Filip is an enthusiastic developer that strives to learn something new every day. His greatest passion is programming and ever since Filip was a little boy he has always strived to master it. All his community contributions has made Filip a Microsoft Visual C# MVP and a DZone Most-Valuable Blogger.
Compiling C# In this first module, we will look at what happens when we compile our C# application and what is generated from its compilation. Now, we'll start off by talking about what the compiler is. So, essentially, the compiler is something that translates a chunk of data into something else. The C# compiler doesn't generate any machine code. This means that the code isn't executed directly on the CPU in the system, but there's a runtime called the CLR, or the Common Language Runtime, that interprets the code that is compiled by the C# compiler and executes that. So at some point, the code that is generated by the compiler will actually be converted into machine code. So let's say that we have this C# snippet that adds 10 to 20, and when we compile this, the code that we see on your right-hand side here is what is generated. Don't worry if you don't understand the code that is generated by the compiler. This is what we are going to dig deeper into.
Understanding IL and the Evaluation Stack In the first module, we discovered how we could find the MSIL that was generated when we compiled our C# applications and we had a brief look at what this MSIL looked like. In this module, we're going to have a more thorough look at the MSIL that is generated from compiling a C# application and we're going to go over the basic operation codes used in those snippets. And we're also going to explore the Evaluation Stack and see how that behaves when we execute our operations. We've had a look at the structure of an MSIL code snippet and we've discovered that we can define labels in the snippets that we use when we want to transfer control. Transferring control is often done when we do an if statement, or null statements, a switch case, or anything like that. And we're going to take a look at the most common ways to transfer control later in this module. We've also discovered that we execute operations in MSIL by emitting something called OpCodes, and we're going to explore these OpCodes in this module. And then we have this stack, which is fundamental to understand if we want to understand MSIL. The stack is used to process information used by our operations, and we're going to dig deep and understand the stack and what happens when an MSIL operation is executed.
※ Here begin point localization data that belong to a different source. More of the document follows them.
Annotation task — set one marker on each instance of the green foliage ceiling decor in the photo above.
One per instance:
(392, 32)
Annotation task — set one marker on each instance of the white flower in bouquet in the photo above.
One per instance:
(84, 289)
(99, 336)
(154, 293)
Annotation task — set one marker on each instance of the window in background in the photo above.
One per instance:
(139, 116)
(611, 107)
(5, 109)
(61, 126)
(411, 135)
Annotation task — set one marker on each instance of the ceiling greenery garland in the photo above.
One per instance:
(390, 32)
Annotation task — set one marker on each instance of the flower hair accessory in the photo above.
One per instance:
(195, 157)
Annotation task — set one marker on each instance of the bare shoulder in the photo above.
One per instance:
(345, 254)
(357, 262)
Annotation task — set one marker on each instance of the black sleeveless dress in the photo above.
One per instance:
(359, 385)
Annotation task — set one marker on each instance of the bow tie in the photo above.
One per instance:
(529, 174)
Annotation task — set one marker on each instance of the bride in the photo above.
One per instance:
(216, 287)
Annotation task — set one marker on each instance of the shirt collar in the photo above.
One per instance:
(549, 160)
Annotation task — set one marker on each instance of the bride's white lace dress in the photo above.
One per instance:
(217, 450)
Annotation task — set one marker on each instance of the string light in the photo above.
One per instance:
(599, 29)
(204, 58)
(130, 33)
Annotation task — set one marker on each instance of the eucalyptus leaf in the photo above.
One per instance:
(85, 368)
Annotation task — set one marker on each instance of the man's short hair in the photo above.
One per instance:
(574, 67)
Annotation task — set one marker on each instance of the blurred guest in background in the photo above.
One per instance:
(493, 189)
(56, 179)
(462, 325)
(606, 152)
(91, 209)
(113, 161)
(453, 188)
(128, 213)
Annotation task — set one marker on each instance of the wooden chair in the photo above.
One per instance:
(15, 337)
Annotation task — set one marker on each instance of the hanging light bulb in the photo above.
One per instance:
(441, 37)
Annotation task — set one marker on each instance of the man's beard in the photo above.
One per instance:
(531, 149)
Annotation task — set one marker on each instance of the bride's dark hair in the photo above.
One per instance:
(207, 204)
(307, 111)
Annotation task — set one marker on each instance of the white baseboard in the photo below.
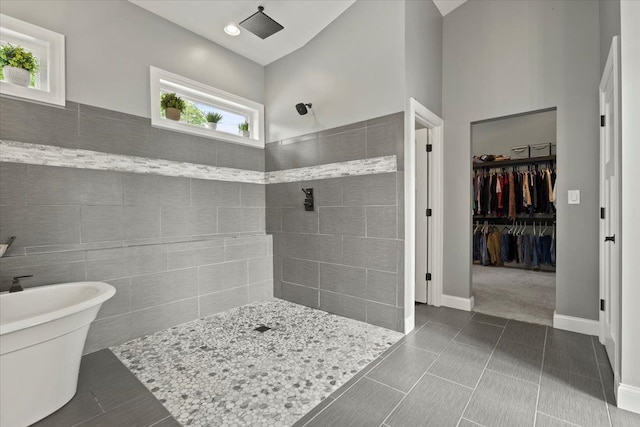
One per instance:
(459, 303)
(629, 398)
(576, 324)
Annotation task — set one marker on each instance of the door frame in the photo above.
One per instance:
(611, 72)
(418, 113)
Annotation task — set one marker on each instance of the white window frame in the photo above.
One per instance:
(52, 62)
(161, 80)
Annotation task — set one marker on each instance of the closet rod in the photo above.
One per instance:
(514, 162)
(520, 220)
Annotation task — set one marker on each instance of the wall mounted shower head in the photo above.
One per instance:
(303, 108)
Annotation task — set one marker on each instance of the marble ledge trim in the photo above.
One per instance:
(375, 165)
(46, 155)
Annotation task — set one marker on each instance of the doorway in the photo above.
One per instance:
(610, 210)
(513, 177)
(421, 125)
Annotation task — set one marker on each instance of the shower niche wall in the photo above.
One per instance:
(513, 176)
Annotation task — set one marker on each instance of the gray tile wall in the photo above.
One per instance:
(346, 257)
(382, 136)
(176, 249)
(91, 128)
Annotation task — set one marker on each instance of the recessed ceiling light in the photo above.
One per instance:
(232, 30)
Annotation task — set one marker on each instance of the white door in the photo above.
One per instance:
(422, 223)
(610, 204)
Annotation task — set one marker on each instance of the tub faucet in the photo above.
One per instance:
(15, 285)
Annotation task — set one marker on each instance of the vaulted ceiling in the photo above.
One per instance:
(302, 21)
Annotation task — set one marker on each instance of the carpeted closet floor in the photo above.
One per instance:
(526, 295)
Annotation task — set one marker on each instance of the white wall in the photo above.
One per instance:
(609, 27)
(423, 54)
(351, 71)
(630, 70)
(110, 45)
(502, 58)
(498, 136)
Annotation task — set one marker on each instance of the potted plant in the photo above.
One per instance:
(18, 65)
(172, 105)
(213, 119)
(243, 129)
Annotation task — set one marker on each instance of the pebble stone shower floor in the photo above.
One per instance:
(220, 371)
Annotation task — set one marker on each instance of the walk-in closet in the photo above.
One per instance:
(513, 189)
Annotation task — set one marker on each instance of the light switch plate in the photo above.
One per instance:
(574, 197)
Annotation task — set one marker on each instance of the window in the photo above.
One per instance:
(199, 100)
(47, 85)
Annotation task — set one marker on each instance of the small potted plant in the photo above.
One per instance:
(213, 119)
(18, 65)
(243, 129)
(172, 105)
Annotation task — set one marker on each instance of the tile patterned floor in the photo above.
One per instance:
(219, 371)
(470, 369)
(457, 368)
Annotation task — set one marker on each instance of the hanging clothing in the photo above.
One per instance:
(512, 196)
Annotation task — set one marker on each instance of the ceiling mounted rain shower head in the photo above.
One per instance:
(261, 24)
(303, 108)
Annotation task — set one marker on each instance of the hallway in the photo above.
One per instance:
(474, 369)
(513, 293)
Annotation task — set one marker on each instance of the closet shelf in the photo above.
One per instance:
(515, 162)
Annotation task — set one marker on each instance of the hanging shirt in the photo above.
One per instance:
(512, 196)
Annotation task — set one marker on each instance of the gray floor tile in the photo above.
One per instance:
(622, 418)
(608, 382)
(316, 410)
(432, 337)
(557, 339)
(544, 420)
(573, 362)
(467, 423)
(97, 359)
(517, 360)
(446, 401)
(525, 333)
(502, 401)
(424, 313)
(492, 320)
(367, 403)
(112, 385)
(461, 364)
(480, 335)
(452, 317)
(573, 398)
(167, 422)
(403, 368)
(81, 407)
(141, 412)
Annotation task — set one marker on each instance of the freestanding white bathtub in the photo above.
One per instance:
(42, 334)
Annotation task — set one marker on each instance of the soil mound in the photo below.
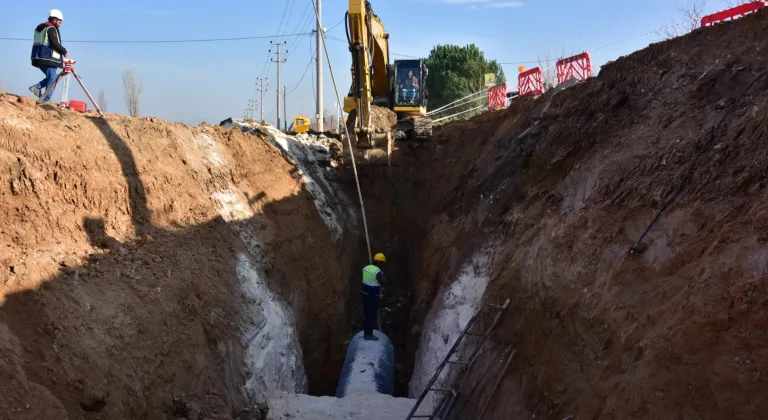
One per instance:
(555, 191)
(153, 270)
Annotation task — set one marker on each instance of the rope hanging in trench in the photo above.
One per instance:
(346, 131)
(689, 172)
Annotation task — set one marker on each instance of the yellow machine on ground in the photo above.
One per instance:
(398, 86)
(301, 124)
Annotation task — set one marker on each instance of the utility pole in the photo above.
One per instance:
(319, 66)
(285, 107)
(278, 61)
(261, 89)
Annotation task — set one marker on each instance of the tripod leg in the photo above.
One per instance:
(87, 93)
(50, 89)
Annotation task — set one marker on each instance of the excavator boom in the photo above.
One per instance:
(381, 89)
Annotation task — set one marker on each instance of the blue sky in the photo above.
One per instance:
(211, 81)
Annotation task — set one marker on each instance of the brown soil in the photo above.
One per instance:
(566, 183)
(119, 295)
(119, 283)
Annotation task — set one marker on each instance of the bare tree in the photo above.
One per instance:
(132, 88)
(691, 13)
(102, 101)
(734, 3)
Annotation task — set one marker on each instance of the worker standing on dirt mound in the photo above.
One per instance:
(47, 52)
(370, 292)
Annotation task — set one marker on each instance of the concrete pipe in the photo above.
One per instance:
(369, 367)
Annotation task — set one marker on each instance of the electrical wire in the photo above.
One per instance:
(163, 41)
(311, 59)
(349, 139)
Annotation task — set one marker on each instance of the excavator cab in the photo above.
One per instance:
(409, 99)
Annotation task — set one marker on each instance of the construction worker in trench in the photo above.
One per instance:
(370, 292)
(47, 52)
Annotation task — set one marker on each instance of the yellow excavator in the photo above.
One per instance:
(387, 101)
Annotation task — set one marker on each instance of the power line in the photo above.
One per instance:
(305, 73)
(334, 26)
(301, 23)
(282, 18)
(165, 41)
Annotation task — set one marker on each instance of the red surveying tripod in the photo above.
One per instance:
(69, 69)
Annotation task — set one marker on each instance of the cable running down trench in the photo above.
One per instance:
(346, 131)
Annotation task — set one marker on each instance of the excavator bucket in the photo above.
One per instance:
(374, 147)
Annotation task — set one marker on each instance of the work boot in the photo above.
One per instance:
(35, 90)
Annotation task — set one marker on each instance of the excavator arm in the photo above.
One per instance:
(369, 45)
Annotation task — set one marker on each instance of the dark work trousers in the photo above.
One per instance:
(370, 312)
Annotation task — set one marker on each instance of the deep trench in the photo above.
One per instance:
(391, 234)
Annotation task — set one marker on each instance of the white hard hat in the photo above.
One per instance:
(55, 13)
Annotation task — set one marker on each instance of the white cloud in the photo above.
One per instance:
(461, 1)
(487, 3)
(506, 4)
(162, 13)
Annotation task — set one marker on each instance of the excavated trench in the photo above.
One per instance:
(178, 272)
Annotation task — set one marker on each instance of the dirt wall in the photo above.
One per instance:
(141, 261)
(562, 186)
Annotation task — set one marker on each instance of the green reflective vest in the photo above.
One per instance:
(369, 275)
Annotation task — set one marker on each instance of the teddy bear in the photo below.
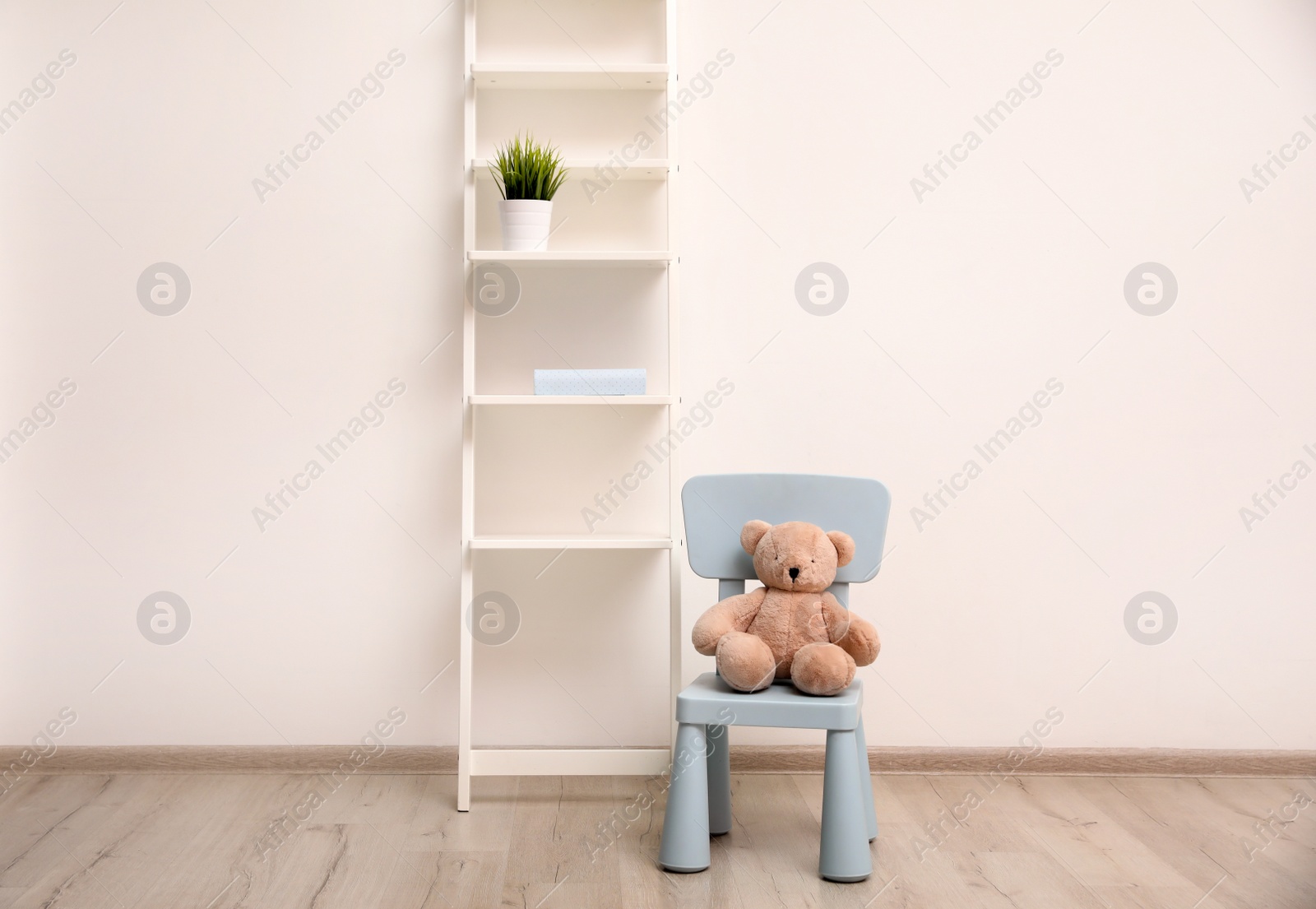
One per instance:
(791, 628)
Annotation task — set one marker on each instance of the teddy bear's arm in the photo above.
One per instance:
(850, 632)
(734, 613)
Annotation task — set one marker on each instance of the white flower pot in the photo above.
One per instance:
(526, 223)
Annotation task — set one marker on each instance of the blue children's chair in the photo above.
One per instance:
(699, 800)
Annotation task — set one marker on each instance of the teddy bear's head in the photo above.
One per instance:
(796, 555)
Building things at runtime In the following two modules, we're going to look at how we can build things in runtime. We're going to use the knowledge that we've gathered throughout the course and see how we can utilize that to actually create things in runtime. We're going to do this by using Reflection together with IL. So what is Reflection? I usually say that this is what you get when you look into a mirror. You're going to see a reflection of yourself. And when you see a reflection of yourself, you can see all the good parts and maybe some bad parts, and you can see things that you might want to change and things that you might want to add, such as some more makeup or some more gel in your hair. So how does this apply to code? Well, we can actually do the exact same thing here. We can use Reflection to get information about the code that is running. So we can use Reflection to get information in runtime, such as information about the class that is currently executing or methods inside another class. We can use Reflection to add behavior. Just as we can add more gel to our hair or add some more makeup, we can add more things in runtime using Reflection in C#.
Building Things at Runtime Part 2 In this module, we're going to continue looking at how we can build things in runtime using MSIL together with the DynamicMethod. And we're going to continue trying to convert C# methods into MSIL to get an understanding of what happens when we compile our C# applications.
Understanding the Different OpCodes Throughout the course we've looked at how we can use MSIL inside our C# applications and we've discovered a lot of common operation codes that we've seen frequently being used in almost all the examples. Now let's try to take a look at some more operation codes and try to see where these operation codes might apply.